1. Political writing: imprecision as a tool for obscuring the indefensible

In his classic essay, “Politics and the English Language,” the political journalist George Orwell drew a connection between cloudy writing and cloudy content.

The basic idea was: if you don’t know what you’re saying, or if you’re trying to say something you don’t really want to say, then one strategy is to write unclearly. Conversely, consistently cloudy writing can be an indication that the writer ultimately doesn’t want to be understood.

In Orwell’s words:

[The English language] becomes ugly and inaccurate because our thoughts are foolish, but the slovenliness of our language makes it easier for us to have foolish thoughts.

He quotes some ugly examples and then continues:

Each of these passages has faults of its own, but, quite apart from avoidable ugliness, two qualities are common to all of them. The first is staleness of imagery; the other is lack of precision. The writer either has a meaning and cannot express it, or he inadvertently says something else, or he is almost indifferent as to whether his words mean anything or not. This mixture of vagueness and sheer incompetence is the most marked characteristic of modern English prose, and especially of any kind of political writing. As soon as certain topics are raised, the concrete melts into the abstract and no one seems able to think of turns of speech that are not hackneyed: prose consists less and less of words chosen for the sake of their meaning, and more and more of phrases tacked together like the sections of a prefabricated hen-house. . . .

As I have tried to show, modern writing at its worst does not consist in picking out words for the sake of their meaning and inventing images in order to make the meaning clearer. It consists in gumming together long strips of words which have already been set in order by someone else, and making the results presentable by sheer humbug. The attraction of this way of writing is that it is easy. . . . By using stale metaphors, similes, and idioms, you save much mental effort, at the cost of leaving your meaning vague, not only for your reader but for yourself. . . .

In our time it is broadly true that political writing is bad writing. Where it is not true, it will generally be found that the writer is some kind of rebel, expressing his private opinions and not a ‘party line’. Orthodoxy, of whatever colour, seems to demand a lifeless, imitative style. . . .

A speaker who uses that kind of phraseology has gone some distance toward turning himself into a machine. The appropriate noises are coming out of his larynx, but his brain is not involved, as it would be if he were choosing his words for himself.

OK, so far, this is all on the level of aesthetics, or the craft of writing, or obstacles to clear communication.

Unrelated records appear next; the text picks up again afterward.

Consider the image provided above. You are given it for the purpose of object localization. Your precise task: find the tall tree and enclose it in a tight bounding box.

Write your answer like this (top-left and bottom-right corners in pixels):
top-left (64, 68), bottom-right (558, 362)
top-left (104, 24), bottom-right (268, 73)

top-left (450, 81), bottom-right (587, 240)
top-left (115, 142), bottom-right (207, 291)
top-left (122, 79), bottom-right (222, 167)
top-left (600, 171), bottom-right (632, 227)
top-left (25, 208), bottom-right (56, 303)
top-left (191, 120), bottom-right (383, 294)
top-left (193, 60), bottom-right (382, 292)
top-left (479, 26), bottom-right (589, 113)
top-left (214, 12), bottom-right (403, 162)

But then Orwell draws the political connection more strongly:

In our time, political speech and writing are largely the defence of the indefensible. Things like the continuance of British rule in India, the Russian purges and deportations, the dropping of the atom bombs on Japan, can indeed be defended, but only by arguments which are too brutal for most people to face, and which do not square with the professed aims of the political parties. Thus political language has to consist largely of euphemism, question-begging and sheer cloudy vagueness. Defenceless villages are bombarded from the air, the inhabitants driven out into the countryside, the cattle machine-gunned, the huts set on fire with incendiary bullets: this is called pacification. Millions of peasants are robbed of their farms and sent trudging along the roads with no more than they can carry: this is called transfer of population or rectification of frontiers. People are imprisoned for years without trial, or shot in the back of the neck or sent to die of scurvy in Arctic lumber camps: this is called elimination of unreliable elements. Such phraseology is needed if one wants to name things without calling up mental pictures of them. . . .

Orwell goes on to argue that clearer writing has the potential to improve political thinking, by making it more difficult to avoid confronting what you’re really trying to say.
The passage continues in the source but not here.